Here's my solution for the example puzzle:

Code: Select all

r3r1r4b3      r1  b3
r4b1r2b4    r4b1r2
r3b4r1r2          r2
b1b2b3b2    b1  b3

The official scores of it are red: -13 blue: -13 if I added it up correctly.
In order to narrow down the possibilities I had to guess the first two tile placements. After that the remaining six were obvious. Clearly there are simple variations where you switch two edges or similar, but I wonder if a different guess would have led to a truly different solution.
EDIT: After thinking about it more, I believe there are no meaningfully different solutions, and the puzzle could have been solved without guesswork.

[Goahead52]

Thank you for your comments.
Finally after thinking I decided to change the puzzle by renaming it :"Target".
I generate randomly a grid 4x4 filled with 8 blue and 8 red with its multipliers (1,2,3,4).
I compute the score of the blue and the score of the red :
sum red = a
sum blue = b

I publish randomly 4 blue tiles and 4 red tiles and the puzzle will then have as goal to find the 4 remaining red tiles + the 4 blue tiles such as their sums sum red = a and sum red = b
In such case it is highly likely that there is only one solution.
We could anyway choose carefully the 8 non published such as there is only one solution by computing all the possibilities.
This kind of solitaire puzzle could be generated by a program such as the player does not know the solution.
You wake up you take your coffee you run your program and then you have a puzzle burning-brain to solve.
You could train on 4x4 and then face 6x6 grid or 8x8 grid and so on.
Good luck

[potatobrain]

Instead of having 2 different sums (one for red and one for blue) we consider only one sum which is obtained by adding the red sum to the opposite of the blue sum, the target we aim for being 0. A red square will add its multiplier to this sum for every adjacent square of his, regardless of its color, while a blue
square will add -(its multiplier).
So there are only 3 relevant zones: corner(with 3 adjacent squares), edge(with 5 adjacent squares) and middle(with 8 adjacent squares).
If a=the sum of the multipliers of the corner squares(blue multipliers have negative value) after the table has been completed, b=same for the edge squares, c=same for the middle squares, we have this system:

Code: Select all

a + b + c = 0
3a + 5b + 8c = 0


and we can deduct that

Code: Select all

5a/3 = -b


and because b is integer it means a can be divided by 3.
For the case with no multipliers and a 2nx2n grid the only possible values for a are:{-4,-2,0,2,4}. Since only 0 can be divided by 3 this means a will always be 0 in any solution, therefore b and c will also be 0.
So for the general case without multipliers all you have to do is make sure the number of blue squares is equal to the number of red squares for any of the 3 zones.

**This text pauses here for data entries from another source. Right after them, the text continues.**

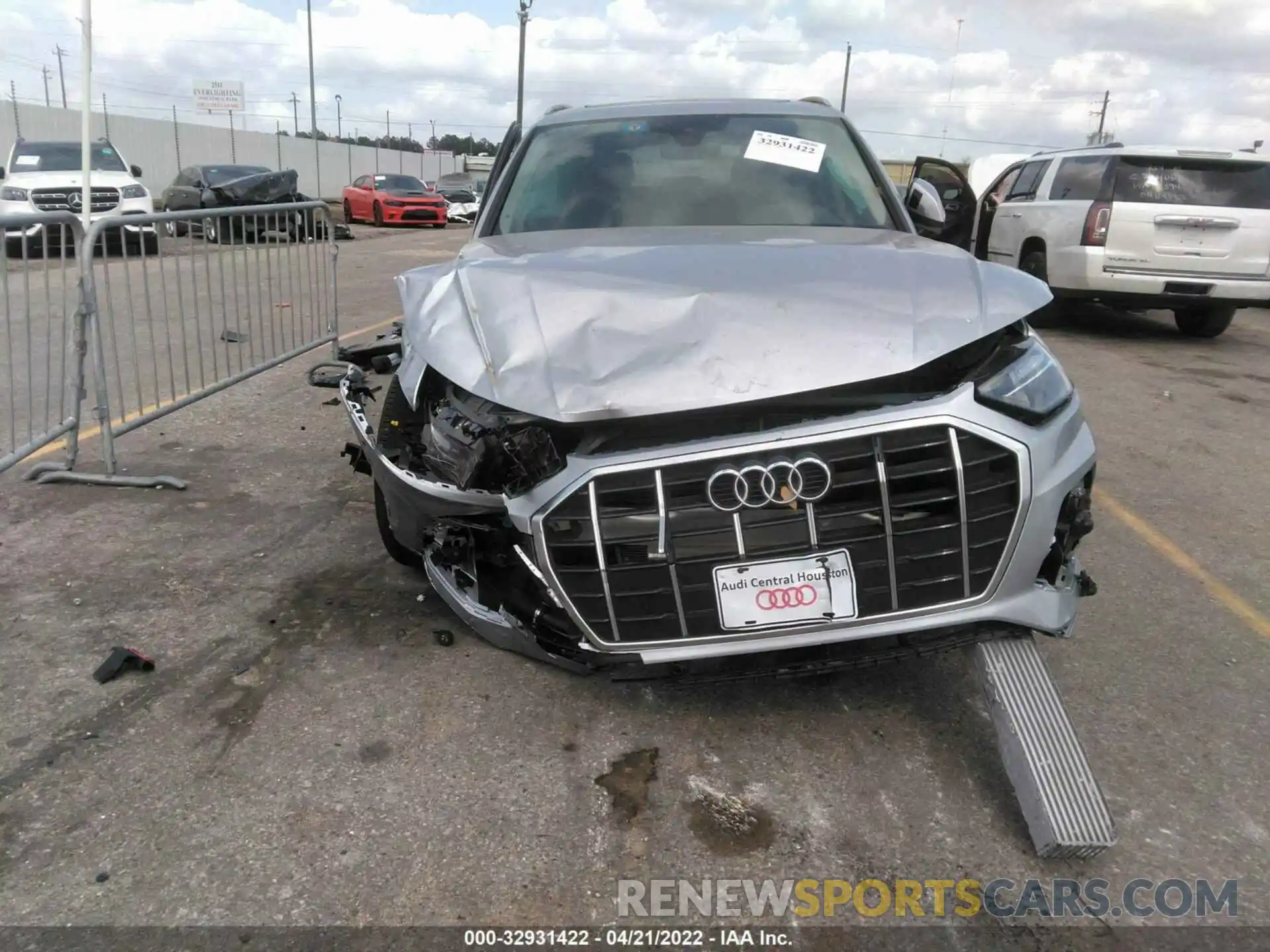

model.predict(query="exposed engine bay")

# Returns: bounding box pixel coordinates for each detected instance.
[330,324,1092,679]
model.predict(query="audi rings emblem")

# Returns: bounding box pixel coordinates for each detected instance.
[754,585,818,612]
[706,456,833,513]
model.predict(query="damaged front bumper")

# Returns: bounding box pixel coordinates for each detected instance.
[341,371,1095,676]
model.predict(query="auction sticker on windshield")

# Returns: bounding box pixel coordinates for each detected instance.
[714,548,857,631]
[745,130,824,171]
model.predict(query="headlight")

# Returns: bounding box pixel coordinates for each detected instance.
[974,334,1073,422]
[421,385,564,496]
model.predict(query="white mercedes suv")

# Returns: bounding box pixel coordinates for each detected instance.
[913,143,1270,338]
[0,139,157,257]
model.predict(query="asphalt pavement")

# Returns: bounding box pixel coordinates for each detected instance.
[0,227,1270,926]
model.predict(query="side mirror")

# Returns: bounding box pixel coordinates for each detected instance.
[904,179,947,231]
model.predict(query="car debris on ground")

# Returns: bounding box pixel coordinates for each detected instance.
[93,645,155,684]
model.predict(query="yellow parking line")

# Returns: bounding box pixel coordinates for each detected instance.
[1093,487,1270,639]
[26,317,402,459]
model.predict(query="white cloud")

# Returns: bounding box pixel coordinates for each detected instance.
[0,0,1270,157]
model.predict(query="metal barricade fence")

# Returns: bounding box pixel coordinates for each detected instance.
[0,212,87,472]
[13,202,338,489]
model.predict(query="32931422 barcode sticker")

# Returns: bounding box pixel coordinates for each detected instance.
[745,130,824,171]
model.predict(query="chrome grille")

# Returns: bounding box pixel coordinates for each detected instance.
[542,425,1021,643]
[30,188,119,214]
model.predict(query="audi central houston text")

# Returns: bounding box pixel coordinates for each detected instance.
[341,100,1095,676]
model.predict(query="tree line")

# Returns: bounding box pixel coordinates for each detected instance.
[279,130,499,155]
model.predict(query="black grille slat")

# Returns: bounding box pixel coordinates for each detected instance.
[30,185,119,214]
[542,425,1021,643]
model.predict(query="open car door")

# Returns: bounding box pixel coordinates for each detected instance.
[910,155,978,251]
[472,122,521,235]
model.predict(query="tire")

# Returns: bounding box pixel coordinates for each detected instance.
[374,483,423,570]
[1173,307,1236,338]
[1019,251,1063,327]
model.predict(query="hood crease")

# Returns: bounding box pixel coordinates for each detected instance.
[398,227,1050,422]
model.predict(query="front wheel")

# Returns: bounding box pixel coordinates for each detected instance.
[1019,251,1063,327]
[1173,307,1236,338]
[374,483,423,569]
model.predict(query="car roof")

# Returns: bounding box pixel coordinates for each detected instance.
[1035,143,1270,163]
[13,138,114,149]
[534,99,842,126]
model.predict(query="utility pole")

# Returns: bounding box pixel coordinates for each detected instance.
[838,43,851,113]
[940,17,965,159]
[516,0,533,126]
[305,0,321,197]
[54,46,66,109]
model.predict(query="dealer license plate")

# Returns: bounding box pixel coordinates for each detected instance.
[714,548,857,631]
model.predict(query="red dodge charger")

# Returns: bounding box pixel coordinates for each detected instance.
[344,175,446,229]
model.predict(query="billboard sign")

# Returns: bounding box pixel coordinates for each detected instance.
[194,80,246,113]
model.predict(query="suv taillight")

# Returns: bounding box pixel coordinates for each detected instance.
[1081,202,1111,247]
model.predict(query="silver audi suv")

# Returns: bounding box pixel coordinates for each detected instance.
[341,99,1095,678]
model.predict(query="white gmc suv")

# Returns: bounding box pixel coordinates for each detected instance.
[0,139,157,257]
[913,143,1270,338]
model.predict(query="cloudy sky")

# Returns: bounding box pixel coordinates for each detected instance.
[0,0,1270,159]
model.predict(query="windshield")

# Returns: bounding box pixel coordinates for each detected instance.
[11,142,128,171]
[203,165,273,185]
[495,116,896,233]
[374,175,428,192]
[1115,155,1270,208]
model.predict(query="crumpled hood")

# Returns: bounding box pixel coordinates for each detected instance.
[207,169,300,206]
[396,227,1050,421]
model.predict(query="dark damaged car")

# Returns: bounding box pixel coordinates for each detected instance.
[341,100,1095,678]
[161,165,349,243]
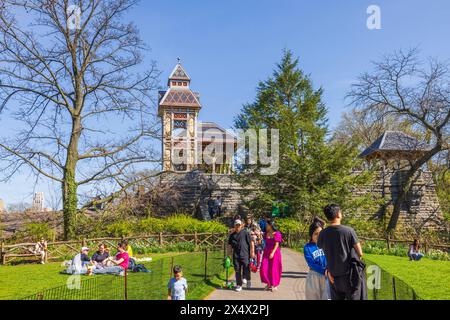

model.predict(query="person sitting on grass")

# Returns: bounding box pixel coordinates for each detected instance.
[408,239,424,261]
[88,242,130,276]
[167,266,188,300]
[91,243,109,268]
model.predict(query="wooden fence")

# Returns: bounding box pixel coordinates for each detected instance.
[283,232,450,253]
[0,232,450,265]
[359,237,450,253]
[0,233,226,265]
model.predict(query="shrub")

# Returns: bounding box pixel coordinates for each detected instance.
[106,221,136,237]
[275,218,308,233]
[137,217,165,234]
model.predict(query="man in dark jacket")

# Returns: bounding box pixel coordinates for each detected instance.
[317,204,367,300]
[228,220,251,292]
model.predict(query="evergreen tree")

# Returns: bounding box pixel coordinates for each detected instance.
[235,51,376,218]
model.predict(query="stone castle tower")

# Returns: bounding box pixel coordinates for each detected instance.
[158,61,202,172]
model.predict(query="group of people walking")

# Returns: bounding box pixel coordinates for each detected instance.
[304,204,367,300]
[228,204,367,300]
[228,216,283,292]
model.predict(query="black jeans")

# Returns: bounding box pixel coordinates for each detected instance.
[330,275,367,300]
[233,258,251,287]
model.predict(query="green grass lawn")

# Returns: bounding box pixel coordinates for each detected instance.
[365,254,450,300]
[0,252,225,300]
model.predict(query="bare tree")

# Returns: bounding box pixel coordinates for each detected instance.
[348,49,450,232]
[0,0,159,239]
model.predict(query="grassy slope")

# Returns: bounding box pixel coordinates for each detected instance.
[365,254,450,300]
[0,253,224,300]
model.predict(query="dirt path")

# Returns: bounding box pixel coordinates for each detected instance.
[206,248,309,300]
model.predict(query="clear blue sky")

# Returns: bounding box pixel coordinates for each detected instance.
[0,0,450,208]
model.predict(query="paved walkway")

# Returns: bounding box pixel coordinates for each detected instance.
[207,248,309,300]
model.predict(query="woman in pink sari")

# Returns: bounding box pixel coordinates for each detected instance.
[260,220,283,292]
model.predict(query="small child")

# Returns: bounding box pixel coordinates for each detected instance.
[167,266,187,300]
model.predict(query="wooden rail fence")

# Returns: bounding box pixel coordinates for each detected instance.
[0,233,227,265]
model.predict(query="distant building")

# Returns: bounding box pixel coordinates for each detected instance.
[158,61,237,174]
[31,192,45,212]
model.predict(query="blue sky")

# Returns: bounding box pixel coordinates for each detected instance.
[0,0,450,208]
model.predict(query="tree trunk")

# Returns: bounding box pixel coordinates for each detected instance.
[62,117,81,240]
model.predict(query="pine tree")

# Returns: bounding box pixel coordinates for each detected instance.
[235,51,370,218]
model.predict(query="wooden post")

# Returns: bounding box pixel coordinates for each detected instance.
[169,257,173,278]
[0,239,5,265]
[287,231,292,248]
[205,248,208,281]
[392,277,397,300]
[124,269,128,301]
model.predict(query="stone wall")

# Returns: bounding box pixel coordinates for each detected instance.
[160,171,257,220]
[354,170,442,228]
[157,170,442,228]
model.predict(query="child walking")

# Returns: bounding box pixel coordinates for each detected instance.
[167,266,187,300]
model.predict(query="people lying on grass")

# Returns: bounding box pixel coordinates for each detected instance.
[80,247,92,266]
[63,247,91,274]
[167,266,188,300]
[91,243,109,268]
[408,239,424,261]
[88,241,130,275]
[34,238,47,264]
[303,218,330,300]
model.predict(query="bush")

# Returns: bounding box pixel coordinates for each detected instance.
[137,217,165,234]
[106,221,136,238]
[275,218,308,233]
[106,215,228,237]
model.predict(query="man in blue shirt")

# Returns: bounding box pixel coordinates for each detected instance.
[303,218,330,300]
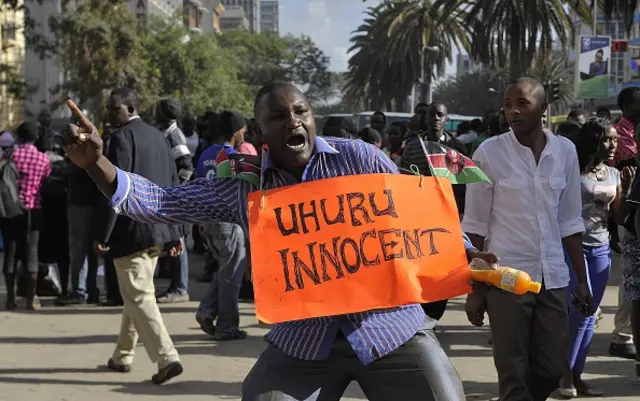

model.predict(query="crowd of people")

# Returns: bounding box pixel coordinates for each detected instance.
[0,78,640,401]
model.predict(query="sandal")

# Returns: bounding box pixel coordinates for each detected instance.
[213,330,247,341]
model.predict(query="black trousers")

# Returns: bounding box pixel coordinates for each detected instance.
[0,209,42,274]
[242,329,465,401]
[102,254,122,303]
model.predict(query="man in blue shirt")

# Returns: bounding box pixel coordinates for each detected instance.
[65,82,495,401]
[196,110,247,341]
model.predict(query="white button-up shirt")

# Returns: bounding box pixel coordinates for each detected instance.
[462,131,584,289]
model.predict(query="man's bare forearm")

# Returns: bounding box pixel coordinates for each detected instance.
[562,233,587,282]
[86,156,117,198]
[467,233,484,251]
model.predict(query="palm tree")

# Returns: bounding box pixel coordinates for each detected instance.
[527,54,574,107]
[434,0,591,78]
[590,0,640,32]
[345,3,414,111]
[347,0,470,109]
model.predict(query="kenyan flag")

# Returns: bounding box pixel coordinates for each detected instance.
[216,149,261,188]
[421,141,491,184]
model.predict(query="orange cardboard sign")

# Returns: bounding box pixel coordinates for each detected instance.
[249,174,471,323]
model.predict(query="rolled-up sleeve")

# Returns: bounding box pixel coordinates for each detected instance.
[110,168,253,229]
[558,147,585,238]
[462,148,494,237]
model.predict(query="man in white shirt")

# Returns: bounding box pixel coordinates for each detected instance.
[462,78,593,401]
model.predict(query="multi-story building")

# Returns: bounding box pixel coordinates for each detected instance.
[182,0,224,33]
[570,11,640,109]
[260,0,280,34]
[0,1,25,128]
[128,0,182,24]
[220,6,251,32]
[182,0,210,34]
[222,0,260,33]
[21,0,183,118]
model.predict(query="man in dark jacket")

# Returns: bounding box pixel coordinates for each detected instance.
[56,158,102,305]
[92,88,183,384]
[400,103,468,320]
[156,99,193,304]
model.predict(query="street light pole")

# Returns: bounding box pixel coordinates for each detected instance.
[420,42,440,104]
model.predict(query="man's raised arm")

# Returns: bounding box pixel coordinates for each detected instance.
[64,124,252,229]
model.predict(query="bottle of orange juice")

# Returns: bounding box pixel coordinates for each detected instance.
[470,259,542,295]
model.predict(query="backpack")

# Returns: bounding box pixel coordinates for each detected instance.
[0,149,24,219]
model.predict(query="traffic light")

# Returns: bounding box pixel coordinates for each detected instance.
[551,83,560,102]
[611,40,629,53]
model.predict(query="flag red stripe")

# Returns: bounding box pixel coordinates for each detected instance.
[429,154,478,168]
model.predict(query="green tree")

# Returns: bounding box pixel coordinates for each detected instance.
[433,70,506,116]
[219,30,288,89]
[219,30,331,100]
[604,0,640,33]
[141,20,252,113]
[307,72,345,110]
[348,0,469,110]
[345,3,415,111]
[434,0,591,78]
[48,0,158,121]
[527,54,575,111]
[434,55,573,116]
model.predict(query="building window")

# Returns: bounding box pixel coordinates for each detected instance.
[1,22,16,40]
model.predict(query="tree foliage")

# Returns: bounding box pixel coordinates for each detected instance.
[434,55,573,116]
[220,30,332,97]
[347,0,469,111]
[434,0,591,78]
[49,2,157,118]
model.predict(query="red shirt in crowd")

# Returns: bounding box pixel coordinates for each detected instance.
[614,117,638,163]
[13,143,51,209]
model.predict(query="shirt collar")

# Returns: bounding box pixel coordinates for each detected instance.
[507,128,560,154]
[262,136,340,170]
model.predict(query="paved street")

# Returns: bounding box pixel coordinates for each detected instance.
[0,253,640,401]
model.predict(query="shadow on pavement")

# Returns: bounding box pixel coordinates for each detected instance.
[0,332,216,346]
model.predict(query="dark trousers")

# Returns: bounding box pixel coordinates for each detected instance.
[0,209,42,274]
[242,329,465,401]
[487,288,569,401]
[420,299,448,320]
[102,254,122,304]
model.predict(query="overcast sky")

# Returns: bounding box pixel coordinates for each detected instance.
[280,0,454,73]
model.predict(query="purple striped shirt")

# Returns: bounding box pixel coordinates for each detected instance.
[111,137,472,365]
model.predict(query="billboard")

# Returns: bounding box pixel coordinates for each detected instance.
[576,36,611,99]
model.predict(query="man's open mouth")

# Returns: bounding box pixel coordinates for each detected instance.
[287,134,307,150]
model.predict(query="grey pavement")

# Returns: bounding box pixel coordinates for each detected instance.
[0,252,640,401]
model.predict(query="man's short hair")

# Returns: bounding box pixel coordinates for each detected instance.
[111,86,140,110]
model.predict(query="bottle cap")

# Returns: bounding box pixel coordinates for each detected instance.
[529,281,542,294]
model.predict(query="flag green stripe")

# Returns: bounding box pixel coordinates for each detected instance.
[433,167,491,184]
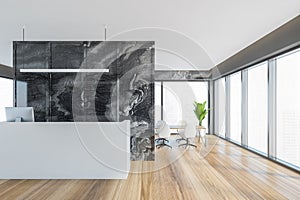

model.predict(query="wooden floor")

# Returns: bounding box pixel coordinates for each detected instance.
[0,136,300,200]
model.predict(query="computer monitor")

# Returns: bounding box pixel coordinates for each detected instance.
[5,107,34,122]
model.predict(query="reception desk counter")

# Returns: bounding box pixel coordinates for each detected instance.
[0,121,130,179]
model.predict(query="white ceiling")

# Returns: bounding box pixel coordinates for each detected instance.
[0,0,300,69]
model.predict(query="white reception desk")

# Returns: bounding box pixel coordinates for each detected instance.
[0,121,130,179]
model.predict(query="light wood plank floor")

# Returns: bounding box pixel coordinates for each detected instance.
[0,136,300,200]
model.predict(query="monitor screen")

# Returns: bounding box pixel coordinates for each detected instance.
[5,107,34,122]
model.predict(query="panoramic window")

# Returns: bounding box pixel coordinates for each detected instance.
[163,81,208,127]
[0,78,14,121]
[229,72,242,143]
[214,78,226,137]
[248,62,268,153]
[276,49,300,166]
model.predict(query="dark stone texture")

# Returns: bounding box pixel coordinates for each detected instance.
[14,41,154,160]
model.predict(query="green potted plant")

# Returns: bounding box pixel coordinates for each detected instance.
[194,101,208,127]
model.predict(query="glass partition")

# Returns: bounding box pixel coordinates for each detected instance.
[276,50,300,167]
[213,78,226,137]
[0,77,14,121]
[229,72,242,143]
[248,62,268,154]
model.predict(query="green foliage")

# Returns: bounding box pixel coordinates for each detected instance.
[194,101,208,126]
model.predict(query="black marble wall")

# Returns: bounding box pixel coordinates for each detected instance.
[14,41,154,160]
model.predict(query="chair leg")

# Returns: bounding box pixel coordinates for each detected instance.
[178,138,197,148]
[156,138,172,149]
[176,138,186,142]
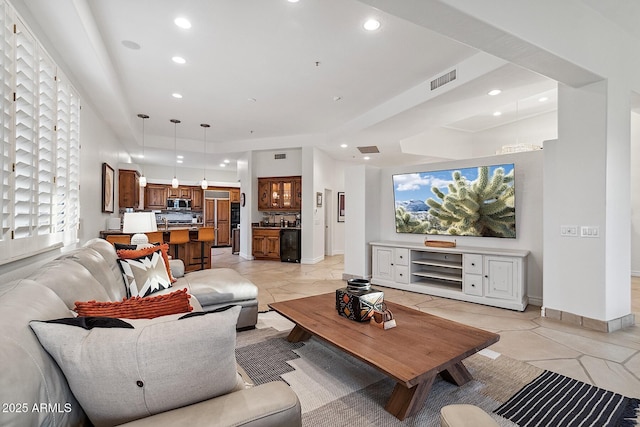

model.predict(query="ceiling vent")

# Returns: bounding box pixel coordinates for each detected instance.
[431,70,456,90]
[358,145,380,154]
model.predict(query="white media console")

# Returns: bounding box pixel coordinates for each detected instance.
[370,241,529,311]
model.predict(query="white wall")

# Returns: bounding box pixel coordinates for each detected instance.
[631,113,640,276]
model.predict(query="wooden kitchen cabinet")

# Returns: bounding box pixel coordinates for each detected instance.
[251,228,280,261]
[191,187,204,211]
[184,242,212,272]
[144,184,167,209]
[258,176,302,212]
[291,177,302,211]
[118,169,140,209]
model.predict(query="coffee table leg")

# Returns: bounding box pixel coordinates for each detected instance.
[440,362,473,386]
[384,375,435,421]
[287,325,311,342]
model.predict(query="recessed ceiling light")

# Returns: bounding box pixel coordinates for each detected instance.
[362,18,380,31]
[122,40,140,50]
[173,16,191,30]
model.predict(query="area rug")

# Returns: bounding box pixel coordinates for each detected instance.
[495,371,640,427]
[236,328,640,427]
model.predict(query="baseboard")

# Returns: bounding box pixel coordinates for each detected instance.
[542,307,635,332]
[529,295,542,307]
[300,255,324,264]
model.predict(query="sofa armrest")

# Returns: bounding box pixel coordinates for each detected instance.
[116,381,302,427]
[169,258,184,279]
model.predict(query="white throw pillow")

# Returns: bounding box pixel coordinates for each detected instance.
[30,306,241,427]
[118,249,171,297]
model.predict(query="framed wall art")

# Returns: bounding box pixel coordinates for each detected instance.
[338,191,344,222]
[102,163,115,213]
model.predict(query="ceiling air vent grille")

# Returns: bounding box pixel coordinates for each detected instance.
[358,145,380,154]
[431,70,456,90]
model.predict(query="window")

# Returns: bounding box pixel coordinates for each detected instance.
[0,0,80,263]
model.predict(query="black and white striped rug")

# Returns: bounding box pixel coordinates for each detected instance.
[494,371,640,427]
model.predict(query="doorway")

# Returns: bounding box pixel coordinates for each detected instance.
[323,188,333,256]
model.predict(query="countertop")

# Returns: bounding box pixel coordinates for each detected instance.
[100,224,202,235]
[251,225,302,230]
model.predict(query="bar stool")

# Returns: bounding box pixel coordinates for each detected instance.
[169,229,189,259]
[144,231,164,244]
[192,227,216,270]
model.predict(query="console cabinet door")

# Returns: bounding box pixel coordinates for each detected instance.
[373,246,395,281]
[484,255,520,300]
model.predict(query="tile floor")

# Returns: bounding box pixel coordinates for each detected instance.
[213,248,640,398]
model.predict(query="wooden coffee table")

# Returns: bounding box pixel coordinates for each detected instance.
[269,293,500,420]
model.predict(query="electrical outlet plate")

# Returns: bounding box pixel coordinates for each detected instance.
[580,225,600,238]
[560,225,578,237]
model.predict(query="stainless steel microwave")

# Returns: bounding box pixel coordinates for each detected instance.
[167,199,191,210]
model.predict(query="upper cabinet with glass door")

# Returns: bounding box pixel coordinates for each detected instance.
[258,176,302,212]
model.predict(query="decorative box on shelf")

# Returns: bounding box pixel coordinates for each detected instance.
[336,279,384,322]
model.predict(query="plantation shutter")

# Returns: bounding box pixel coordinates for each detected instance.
[0,3,14,242]
[0,0,80,264]
[13,22,38,239]
[37,50,57,239]
[55,75,80,243]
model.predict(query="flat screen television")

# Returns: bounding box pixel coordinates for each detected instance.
[393,163,516,238]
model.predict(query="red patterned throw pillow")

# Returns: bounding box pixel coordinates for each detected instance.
[74,289,193,319]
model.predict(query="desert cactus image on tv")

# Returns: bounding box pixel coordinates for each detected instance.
[393,164,516,238]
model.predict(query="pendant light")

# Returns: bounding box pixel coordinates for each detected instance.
[200,123,211,190]
[138,114,149,187]
[170,119,180,188]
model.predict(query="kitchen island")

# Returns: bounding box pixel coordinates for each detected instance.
[100,224,211,272]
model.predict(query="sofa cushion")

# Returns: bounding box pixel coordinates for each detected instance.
[23,259,109,309]
[0,279,88,426]
[118,249,171,297]
[30,306,242,427]
[74,289,193,319]
[83,237,127,301]
[173,268,258,309]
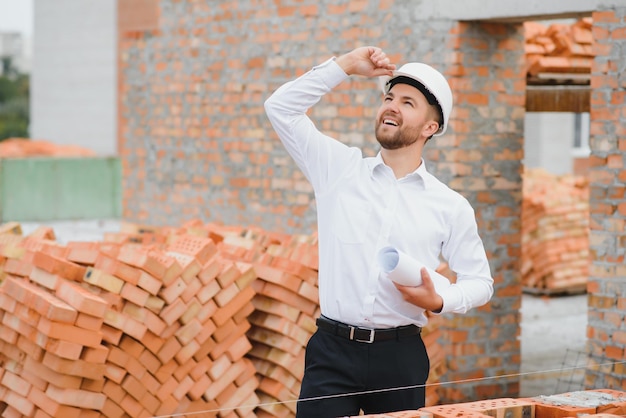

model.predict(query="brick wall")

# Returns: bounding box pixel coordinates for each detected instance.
[429,23,526,402]
[586,7,626,388]
[119,0,525,403]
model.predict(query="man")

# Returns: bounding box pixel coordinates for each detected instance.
[265,47,493,418]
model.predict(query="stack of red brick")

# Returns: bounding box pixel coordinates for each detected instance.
[521,169,589,294]
[524,18,594,77]
[0,221,445,417]
[352,389,626,418]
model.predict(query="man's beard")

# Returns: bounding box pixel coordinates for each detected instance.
[375,122,419,150]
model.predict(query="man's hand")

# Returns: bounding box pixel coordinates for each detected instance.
[336,46,396,77]
[394,268,443,313]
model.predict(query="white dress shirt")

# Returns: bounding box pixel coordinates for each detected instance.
[265,59,493,328]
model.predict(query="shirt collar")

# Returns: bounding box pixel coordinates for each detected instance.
[369,151,431,187]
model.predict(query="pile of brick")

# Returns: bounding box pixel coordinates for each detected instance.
[0,138,96,158]
[353,389,626,418]
[521,169,589,294]
[524,18,594,77]
[0,221,445,417]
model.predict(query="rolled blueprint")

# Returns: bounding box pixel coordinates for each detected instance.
[378,247,450,289]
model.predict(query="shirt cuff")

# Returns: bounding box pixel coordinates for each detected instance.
[433,285,463,315]
[312,57,349,89]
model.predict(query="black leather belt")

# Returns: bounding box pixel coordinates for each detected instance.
[316,316,422,343]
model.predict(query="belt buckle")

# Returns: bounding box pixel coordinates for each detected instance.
[350,325,376,344]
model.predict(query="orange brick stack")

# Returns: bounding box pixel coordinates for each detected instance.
[0,220,259,417]
[186,225,319,417]
[0,221,450,417]
[522,169,589,294]
[524,18,594,76]
[346,389,626,418]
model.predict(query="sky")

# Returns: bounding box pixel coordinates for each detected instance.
[0,0,33,38]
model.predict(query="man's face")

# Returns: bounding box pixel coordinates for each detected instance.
[375,83,436,150]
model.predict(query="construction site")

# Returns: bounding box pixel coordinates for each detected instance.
[0,0,626,418]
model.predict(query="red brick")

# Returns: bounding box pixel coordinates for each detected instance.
[198,257,222,285]
[37,318,102,347]
[159,277,186,304]
[46,384,106,410]
[104,363,127,385]
[33,251,85,281]
[74,313,104,331]
[3,258,33,277]
[66,242,100,266]
[0,370,31,397]
[157,338,182,363]
[56,281,108,318]
[137,271,163,296]
[28,388,82,418]
[34,333,84,360]
[83,267,124,294]
[42,353,104,384]
[161,299,187,325]
[24,357,82,388]
[120,283,150,306]
[120,394,144,417]
[28,266,63,290]
[80,345,109,363]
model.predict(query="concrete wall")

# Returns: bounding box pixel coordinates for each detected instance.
[30,0,118,155]
[120,0,525,402]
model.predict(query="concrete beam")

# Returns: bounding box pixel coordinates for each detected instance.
[416,0,612,22]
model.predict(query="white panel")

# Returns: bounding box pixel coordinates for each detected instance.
[416,0,596,21]
[524,112,574,175]
[30,0,117,155]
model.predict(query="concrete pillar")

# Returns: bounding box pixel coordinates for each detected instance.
[428,22,526,403]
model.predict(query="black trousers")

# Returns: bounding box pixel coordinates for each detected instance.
[296,330,430,418]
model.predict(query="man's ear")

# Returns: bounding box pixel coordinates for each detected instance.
[423,120,439,138]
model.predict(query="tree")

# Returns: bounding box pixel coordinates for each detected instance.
[0,57,30,141]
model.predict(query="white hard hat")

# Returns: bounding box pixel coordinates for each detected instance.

If you can't do this there are no solutions.

[Goahead52]

The puzzle "Target" works differently.

Here we have the grid filled :

3 3 2 -3
-2 4 -1 -4
1 -4 -1 4
1 2 -2 -3

The positive numbers represent the blue tiles with their multipliers
The negative numbers represent the red tiles with their multipliers.

If we sum them :
Blue = -5 (minus 5)
Red = -3 (minus)

So a=-5 and b=-3 are the target
we have just to remove from the board 4 negative values and 4 positive values.
Now The player then will have to find the removed values such as sum blue =-5 and sum red =-3
Depending on which 4 negative and 4 positive value the scores of blue and red will be different.

As an example :

? 3 ? ?
-2 4 ? -4
? -4 -1 4
1 ? ? ?

Sum blue = -11
Sum red =-5

The player needs to fill the squares with "?" by their color and their multipliers.